If there is, say in 2019:
-
If things happened as they did yesterday: then the GOP gets another Justice on the Court in 2019. No way to stop it. But they carry forward the wins from 2017.
-
If the Dems hadn’t filibustered this week: the Dems start from behind, having lost a good bit of grassroots enthusiasm and support in April 2017.
But from there, there are two differences, cutting in opposite directions, assuming a Dem filibuster of the 2019 nominee:
a) The GOP nukes the 2019 filibuster, so no filibuster waiting in 2021.
b) The GOP honors the filibuster, in which case it’s still there in 2021.
Then they put another nominee forward, and then another if need be. The second or third doesn’t get 51 votes sustaining a filibuster.
Scoring: In all cases, the Dems are ultimately unsuccessful in blocking the one or two nominees that Trump/Pence gets. Maybe they block a particular nominee in 2019, but they’re all Federalist Society-approved; they’re all just as bad from a Dem perspective. So no difference there.
In some cases, the filibuster is still there in 2021, and in some cases it’s not. +1 for the cases where it’s gone.
In some cases, the Dems kept the faith by fighting the Gorsuch nomination in 2017, and in some cases they didn’t. +1 for the cases they did.
So as things played out, the Dems get +2. In the ‘keep the powder dry’ cases, they get either +1 or 0.
The Democratic base is frothing already, as you say. But the Democratic leadership needs for the base to keep frothing at Republicans and not turn on them instead.
Which is not to say that your overall analysis is flawed - to the contrary, I agree with it. But I would guess the Democratic leadership felt their hands were tied, due to political realities.
The Republican Senators have grabbed the low-hanging fruit. But the whole branch is now falling on them. Which caucus has exercised the filibuster more, the Democratic or the Republican? In their glee to take an apple away from the Democrats, they’ve forgotten that they’re ones who eat the most apples.
The GOP has never used it to block a SCOTUS justice, which is all this action prevents.
Fortas withdrew his name because they couldn’t break the filibuster
So the good news is, they never will. ![]()

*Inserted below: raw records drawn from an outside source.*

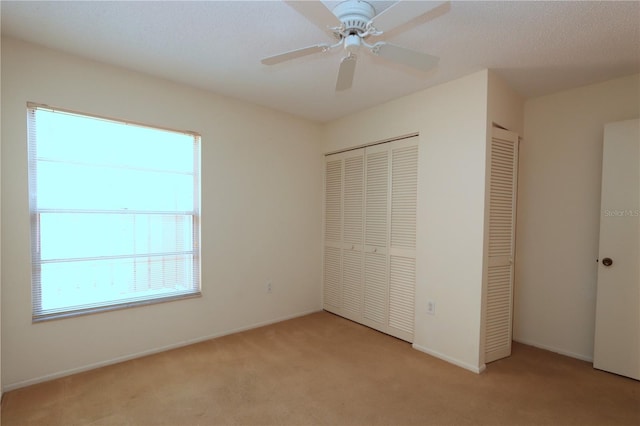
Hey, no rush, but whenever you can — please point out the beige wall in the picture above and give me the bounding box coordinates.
[323,71,488,371]
[2,39,323,390]
[514,75,640,360]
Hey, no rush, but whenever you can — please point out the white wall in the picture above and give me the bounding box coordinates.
[0,8,3,400]
[323,71,488,371]
[1,39,323,390]
[514,75,640,360]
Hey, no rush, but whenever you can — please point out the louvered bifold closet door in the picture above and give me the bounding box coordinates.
[324,137,418,342]
[485,128,518,362]
[323,157,342,313]
[340,150,364,322]
[363,144,390,331]
[388,138,418,341]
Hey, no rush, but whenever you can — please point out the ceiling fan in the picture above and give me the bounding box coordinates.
[262,0,441,91]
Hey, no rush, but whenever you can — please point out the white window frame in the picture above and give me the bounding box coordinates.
[27,102,201,322]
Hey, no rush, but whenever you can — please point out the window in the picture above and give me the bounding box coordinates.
[27,104,200,321]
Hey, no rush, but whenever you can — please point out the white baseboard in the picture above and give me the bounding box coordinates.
[2,309,321,393]
[513,339,593,362]
[413,343,487,374]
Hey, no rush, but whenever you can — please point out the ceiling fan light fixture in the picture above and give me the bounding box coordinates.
[344,34,362,54]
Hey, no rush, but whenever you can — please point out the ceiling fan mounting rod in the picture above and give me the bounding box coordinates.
[332,0,380,39]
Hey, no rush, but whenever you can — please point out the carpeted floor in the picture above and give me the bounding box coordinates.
[2,312,640,426]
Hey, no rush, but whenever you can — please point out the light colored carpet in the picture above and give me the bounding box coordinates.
[2,312,640,426]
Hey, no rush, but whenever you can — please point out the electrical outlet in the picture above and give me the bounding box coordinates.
[427,300,436,315]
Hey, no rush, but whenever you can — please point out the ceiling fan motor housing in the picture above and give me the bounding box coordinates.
[333,0,376,37]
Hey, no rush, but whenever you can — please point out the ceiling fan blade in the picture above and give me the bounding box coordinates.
[285,0,342,31]
[371,0,442,31]
[261,44,330,65]
[336,55,356,91]
[371,41,438,71]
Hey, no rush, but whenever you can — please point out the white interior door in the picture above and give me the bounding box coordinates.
[593,120,640,380]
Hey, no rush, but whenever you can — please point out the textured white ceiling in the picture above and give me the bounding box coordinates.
[1,1,640,122]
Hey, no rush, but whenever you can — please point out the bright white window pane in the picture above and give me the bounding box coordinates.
[28,106,200,319]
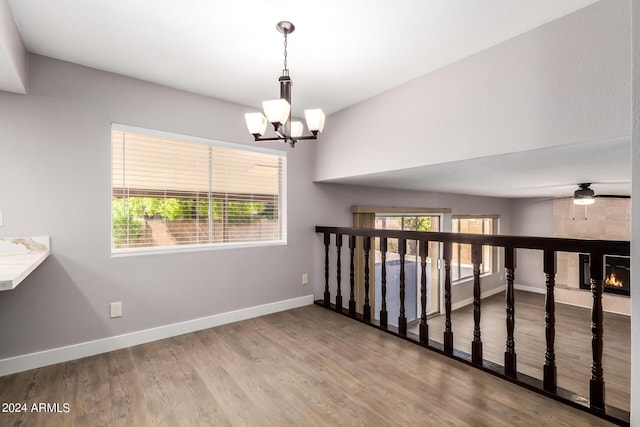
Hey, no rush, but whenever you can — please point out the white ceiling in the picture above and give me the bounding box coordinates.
[0,0,631,201]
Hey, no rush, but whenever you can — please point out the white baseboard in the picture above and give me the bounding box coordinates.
[451,286,505,310]
[0,295,314,376]
[513,283,547,294]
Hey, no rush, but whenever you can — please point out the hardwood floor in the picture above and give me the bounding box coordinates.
[413,291,631,411]
[0,306,620,426]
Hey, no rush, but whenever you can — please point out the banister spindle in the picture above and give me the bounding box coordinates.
[442,242,453,354]
[349,235,356,317]
[336,234,342,313]
[589,252,604,410]
[471,243,482,365]
[543,249,558,392]
[398,239,407,337]
[362,236,371,322]
[324,233,331,307]
[504,247,517,378]
[420,240,429,345]
[380,237,389,329]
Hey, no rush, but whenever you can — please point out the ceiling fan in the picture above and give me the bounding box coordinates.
[573,182,631,205]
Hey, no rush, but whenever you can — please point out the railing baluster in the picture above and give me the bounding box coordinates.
[324,233,331,307]
[543,249,558,392]
[471,244,482,365]
[380,237,389,329]
[589,252,604,410]
[398,239,407,337]
[504,247,517,377]
[315,226,630,425]
[420,240,429,345]
[362,236,371,322]
[349,235,356,317]
[442,242,453,354]
[336,234,342,313]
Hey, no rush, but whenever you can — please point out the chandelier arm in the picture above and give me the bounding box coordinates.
[254,135,318,142]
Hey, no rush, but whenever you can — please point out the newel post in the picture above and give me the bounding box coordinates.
[543,249,558,392]
[504,247,517,378]
[589,252,604,411]
[471,243,482,365]
[336,234,342,313]
[324,233,331,307]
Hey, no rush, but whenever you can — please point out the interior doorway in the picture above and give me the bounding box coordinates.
[374,213,441,326]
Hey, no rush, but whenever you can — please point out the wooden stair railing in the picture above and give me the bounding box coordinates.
[316,226,630,425]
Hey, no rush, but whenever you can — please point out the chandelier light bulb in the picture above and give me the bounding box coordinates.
[245,21,325,147]
[244,113,267,137]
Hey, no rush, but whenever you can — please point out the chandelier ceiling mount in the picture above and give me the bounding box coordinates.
[245,21,325,147]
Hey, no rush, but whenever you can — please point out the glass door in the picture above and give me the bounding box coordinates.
[374,214,440,326]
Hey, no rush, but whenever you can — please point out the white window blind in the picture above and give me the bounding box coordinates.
[111,125,286,253]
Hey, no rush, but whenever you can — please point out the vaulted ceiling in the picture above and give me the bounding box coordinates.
[0,0,630,201]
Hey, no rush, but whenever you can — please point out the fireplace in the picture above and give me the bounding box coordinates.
[580,254,631,296]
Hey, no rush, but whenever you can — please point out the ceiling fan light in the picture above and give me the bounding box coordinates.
[573,196,596,205]
[291,121,304,138]
[573,184,596,205]
[262,98,291,126]
[244,113,267,137]
[304,108,325,135]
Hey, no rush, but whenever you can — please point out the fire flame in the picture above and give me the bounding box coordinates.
[604,273,622,288]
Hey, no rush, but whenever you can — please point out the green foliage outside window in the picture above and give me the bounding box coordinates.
[111,197,278,247]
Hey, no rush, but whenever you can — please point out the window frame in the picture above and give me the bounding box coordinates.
[109,122,288,257]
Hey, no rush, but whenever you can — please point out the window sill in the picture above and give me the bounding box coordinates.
[111,240,287,258]
[451,272,497,286]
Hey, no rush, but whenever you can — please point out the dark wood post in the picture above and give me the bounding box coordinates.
[349,235,356,317]
[442,242,453,354]
[471,244,482,365]
[420,240,429,345]
[362,236,371,322]
[398,239,407,337]
[504,247,517,378]
[380,237,389,329]
[543,249,558,392]
[336,234,342,313]
[589,252,604,411]
[324,233,331,307]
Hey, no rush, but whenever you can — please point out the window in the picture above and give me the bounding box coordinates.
[451,216,498,281]
[111,124,286,254]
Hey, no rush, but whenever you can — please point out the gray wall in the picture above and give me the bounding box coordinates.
[0,56,509,359]
[631,0,640,426]
[0,56,317,359]
[511,199,553,291]
[308,184,511,308]
[315,0,631,180]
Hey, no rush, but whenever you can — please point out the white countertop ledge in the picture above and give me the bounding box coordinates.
[0,236,51,291]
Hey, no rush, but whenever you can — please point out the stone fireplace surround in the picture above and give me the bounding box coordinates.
[553,198,631,315]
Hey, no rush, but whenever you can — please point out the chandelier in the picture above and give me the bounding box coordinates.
[245,21,325,147]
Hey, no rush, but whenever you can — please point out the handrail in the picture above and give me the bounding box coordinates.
[315,226,631,425]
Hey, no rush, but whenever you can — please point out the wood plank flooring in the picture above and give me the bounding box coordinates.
[0,306,620,427]
[412,291,631,411]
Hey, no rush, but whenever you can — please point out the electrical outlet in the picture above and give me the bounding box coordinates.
[109,302,122,319]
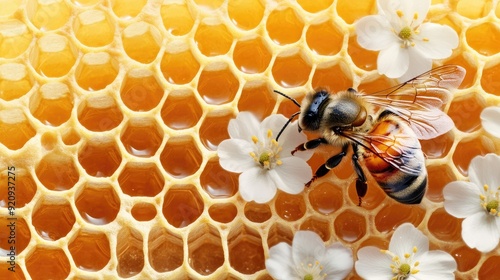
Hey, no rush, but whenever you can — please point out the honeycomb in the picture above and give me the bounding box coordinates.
[0,0,500,280]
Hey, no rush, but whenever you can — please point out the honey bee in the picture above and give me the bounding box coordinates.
[275,65,465,205]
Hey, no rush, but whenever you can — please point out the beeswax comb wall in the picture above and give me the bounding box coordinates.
[0,0,500,279]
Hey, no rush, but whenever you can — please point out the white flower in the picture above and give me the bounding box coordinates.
[355,223,457,280]
[443,154,500,252]
[266,231,353,280]
[481,107,500,138]
[217,112,312,203]
[355,0,458,81]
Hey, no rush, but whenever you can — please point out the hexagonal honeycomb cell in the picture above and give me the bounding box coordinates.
[0,0,500,280]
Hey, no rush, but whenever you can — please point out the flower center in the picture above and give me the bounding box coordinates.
[381,247,419,280]
[250,129,282,170]
[479,185,500,217]
[298,261,326,280]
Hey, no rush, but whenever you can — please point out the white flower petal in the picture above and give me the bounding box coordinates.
[443,181,484,218]
[354,246,394,280]
[227,112,259,141]
[415,23,458,59]
[292,230,326,267]
[469,154,500,193]
[266,242,298,280]
[269,157,312,194]
[481,106,500,138]
[319,242,354,280]
[389,223,429,258]
[239,167,277,203]
[398,47,432,82]
[462,212,500,253]
[217,139,256,173]
[355,15,398,51]
[413,251,457,280]
[377,44,410,78]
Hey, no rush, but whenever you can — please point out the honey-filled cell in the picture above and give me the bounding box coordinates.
[453,136,495,176]
[243,201,273,223]
[465,22,500,56]
[200,113,234,151]
[425,165,457,202]
[160,50,200,85]
[160,3,194,36]
[31,197,76,241]
[271,53,312,88]
[111,0,148,20]
[274,191,306,222]
[188,224,224,275]
[208,203,238,224]
[0,19,33,58]
[0,170,37,209]
[336,0,376,24]
[162,185,204,228]
[227,0,265,30]
[29,34,78,78]
[68,230,111,271]
[78,138,122,177]
[238,83,277,120]
[197,65,240,105]
[78,95,123,132]
[26,0,71,32]
[29,82,73,126]
[118,162,165,197]
[130,202,156,222]
[75,182,120,225]
[427,208,462,242]
[481,63,500,96]
[306,20,344,55]
[0,217,31,256]
[116,227,144,278]
[120,68,164,112]
[227,225,265,275]
[333,210,367,243]
[122,21,162,64]
[120,118,164,158]
[75,52,119,91]
[309,182,344,215]
[160,137,203,178]
[0,63,34,101]
[35,151,80,191]
[266,8,304,45]
[200,158,239,199]
[448,92,486,132]
[233,37,272,74]
[148,227,184,272]
[194,23,233,56]
[375,202,425,233]
[26,245,71,279]
[300,217,331,242]
[0,108,36,150]
[161,91,203,129]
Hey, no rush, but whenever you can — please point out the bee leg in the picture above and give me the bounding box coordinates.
[352,145,368,206]
[292,138,328,155]
[304,143,349,187]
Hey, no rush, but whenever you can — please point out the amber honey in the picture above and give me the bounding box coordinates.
[0,0,500,280]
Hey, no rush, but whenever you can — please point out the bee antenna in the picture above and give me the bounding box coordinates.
[274,90,300,108]
[276,111,301,142]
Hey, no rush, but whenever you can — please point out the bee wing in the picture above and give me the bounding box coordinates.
[342,131,422,176]
[359,65,465,139]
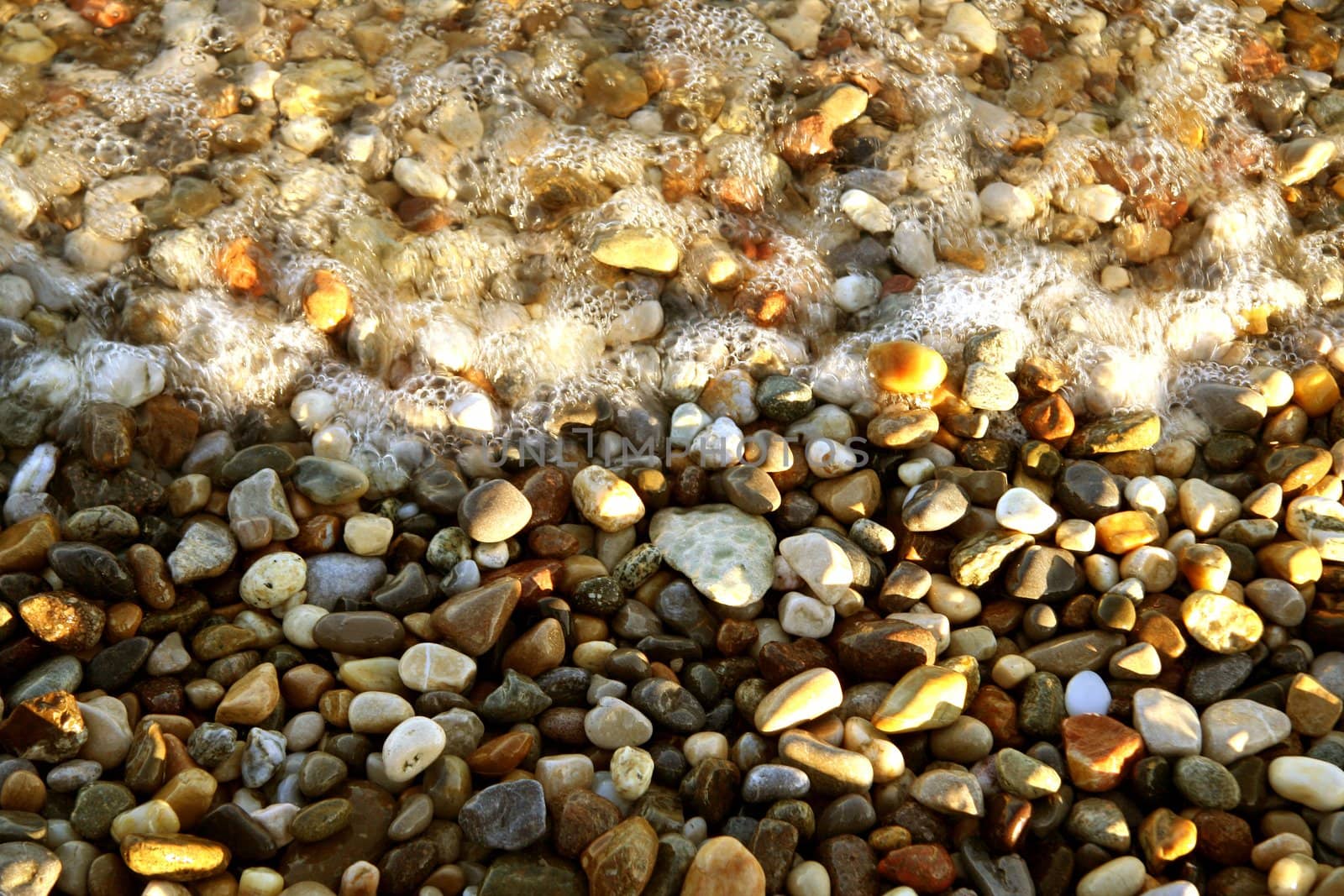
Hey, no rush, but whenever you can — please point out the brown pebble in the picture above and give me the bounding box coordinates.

But seriously, the filibustering of a SCOTUS nominee is at the intersection of filibustering, and blocking SCOTUS nominees. The GOP has done wholesale filibustering, and last year they blocked a SCOTUS nominee by the simple expedient of never considering his nomination. It’s hard for me to see the fact that the GOP has never before filibustered a SCOTUS nominee as more than an incidental fact.
If the Dems had won 2 more Senate seats in November but still lost the White House, Obama could have resubmitted Garland’s nomination on January 3 to a Dem-controlled Senate (with Biden still veep), which could have rushed through hearings and been ready to vote before January 20. Think the GOP would have filibustered? I’d bet my bottom dollar on it.
The filibuster was useless to them. There is NO WAY the Republicans would not nuke it the moment the Democrats tried to use it. To be fair, the Democrats would probably do the same if the Republicans tried to filibuster their nominee. The loss of the filibuster is an inevitable symptom of today’s partisanship.
And why isn’t retribution for Garland a sufficient principled reason to take a stand?
They used the filibuster to block quite a bit of legislation.
Getting rid of it for SCOTUS may not remove it for legislation, but it certainly opens that door a good bit.
You have no basis for this assumption. The Republicans blocked Garland because they gambled (successfully) that they could gain a seat by holding out for one year. If they lost the election they would have rushed to confirm him. (I wouldn’t have been surprised if Obama would have withdrawn the nomination in favor of a more liberal justice.)
There’s no principle involved other than revenge. Not that revenge is necessarily a bad thing. But taking revenge in a manner which hurts you as much or more than the other guy doesn’t cut it.